The Trump administration denounced the Chinese Communist Party’s (CCP’s) use of “political correctness” against American businesses and U.S. citizens, in a May 5 statement from the White House press secretary.
It notes that on April 25, the CCP’s Chinese Civil Aviation Administration sent a letter to 36 foreign air carriers, including many American companies, demanding they change the definitions of “Taiwan,” “Hong Kong,” and “Macao” to fall in line with the CCP’s standards.
“This is Orwellian nonsense and part of a growing trend by the Chinese Communist Party to impose its political views on American citizens and private companies,” it states. “China’s internal internet repression is world-famous.”
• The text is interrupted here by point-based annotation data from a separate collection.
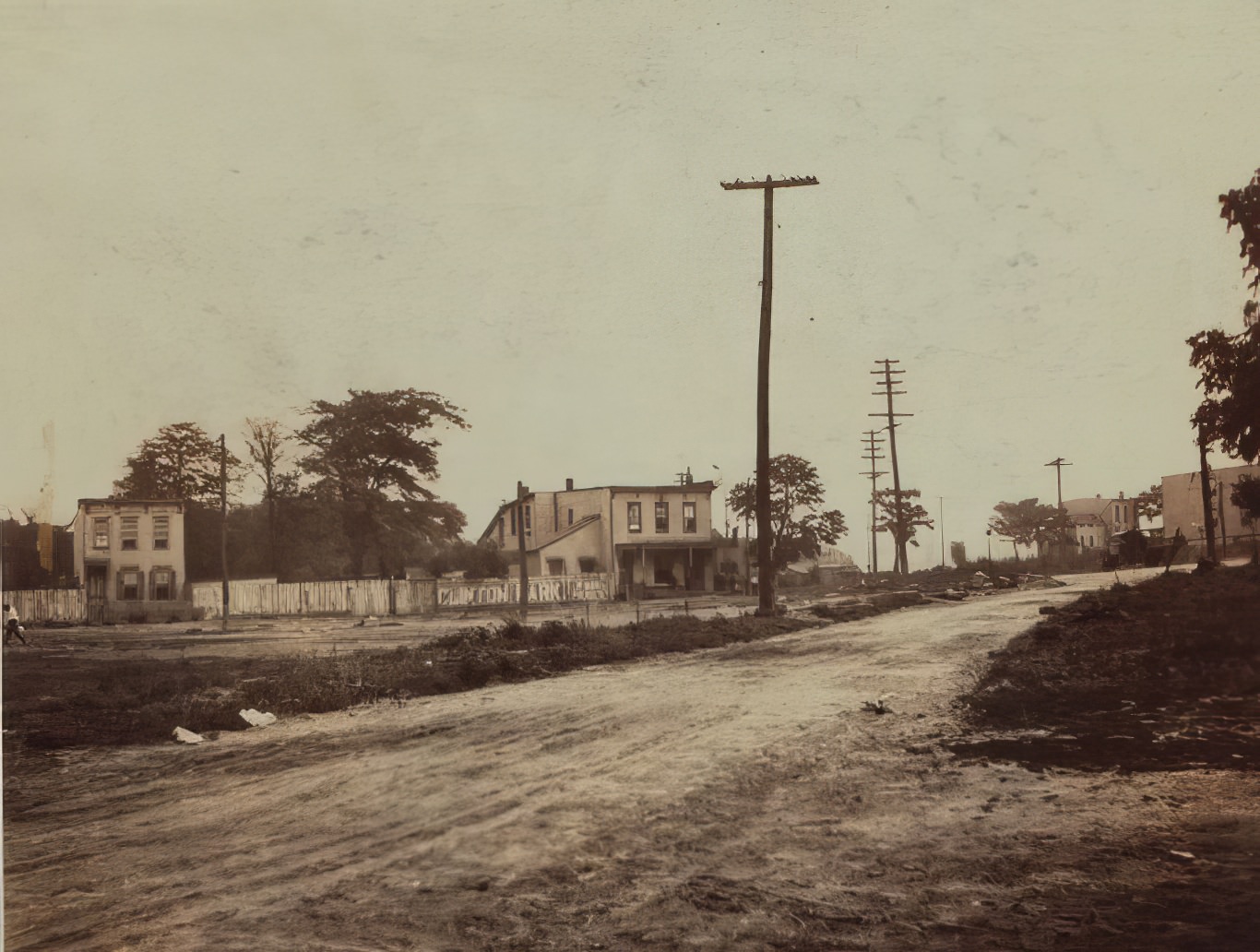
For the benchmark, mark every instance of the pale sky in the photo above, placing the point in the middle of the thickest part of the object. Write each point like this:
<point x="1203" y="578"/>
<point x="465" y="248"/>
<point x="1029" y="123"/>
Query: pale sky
<point x="220" y="209"/>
The statement from the press secretary had dual meanings, depending on who reads it. For most Americans, the idea of political correctness has been attached to censorship on issues tied to social justice. In China, however, the idea of “political correctness” goes to the roots of the concept as an idea of a moral system tied to state policy.
Former CCP leader Mao Zedong laid out the ideas of political correctness in 1964 in his “Little Red Book.” The communist leader, who by varying estimates killed between 50 million and 70 million Chinese people, had a simple concept behind the phrase: You are “politically correct” if you support political initiatives, and not being politically correct would mark you for persecution or death.
The concept has existed in one form or another in most communist societies, which have created Orwellian forms of censorship and pseudo “thought crime.” It dates back to the earlier origins of the communist system, which François-Noël “Gracchus” Babeuf, regarded as the first revolutionary communist, pulled from the French Revolution’s Reign of Terror.
Foreign industries, particularly Hollywood film studios, have likewise been forced to play along or risk having their products banned in China.
Yet the Trump administration is sending the message that it will stand up against this form of censorship. As the White House statement puts it, “China’s efforts to export its censorship and political correctness to Americans and the rest of the free world will be resisted.”